At least keep them entertained.
The beds come alive with the sound of…snoring.
No, not a Julie Andrews makeover, but a reference to the sound created by the melodic trio of nose, throat and ear.
It’s a sound that has intrigued me since postpubescence when my parents’ bedroom became a place of interest.
At first I imagined they were choking each other, until I learnt about snoring.
In later life, my in-laws and my Heidi carried on this loud and invasive tradition.
Evidently, although my accusers have been unable to prove it, my sinuses are not exempt from this tiresome activity, keeping the conscious audience from their beauty sleep.
There are reasons given for this invasive affliction.
One is called “tongue-based snoring”, when the tongue falls back into the throat at night, partially blocking the airway and causing that harsh sound when air tries to force its way through the blocked airway.
The other, “open mouth snoring”, is when your mouth falls open at night, impairing your nasal breathing and forcing air to go through your throat and over the tongue and soft palate.

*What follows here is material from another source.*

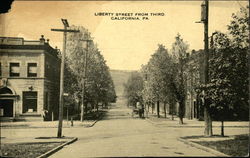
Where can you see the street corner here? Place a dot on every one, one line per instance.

But there are no conclusive reasons given why the threesome behave in this uncultured manner.
My mom had a theory. Every time my dad spent too much time tilting back the Coke bottle after dinner, the offending apertures joined forces, doing a full-on big band number.
One night, she swears, the duet churned out When the saints go marching in. With a wicked smile she added: “I just wish the saints would go off to sleep.”
My dad, however, believed snoring keeps you humble – even the queen snored.
My mom shot back with: “Ja, but she probably sang Rule Britannia; nothing humble about that.”
I have my own theory. Each time we overindulged in rare ribeye steak with cholesterol-soaked slap chips, the night shift band swung into action.
One night, I swear (à la my mom), the strains of Forever Young were poignantly rendered through Heidi’s apertures.
No matter how you look at it, snoring is here to stay.
So as a consequence I’m going to include I’m Dreaming of a White Christmas and Royal Hotel on the song sheet for the sake of the suffering insomniacs in bedrooms in close proximity.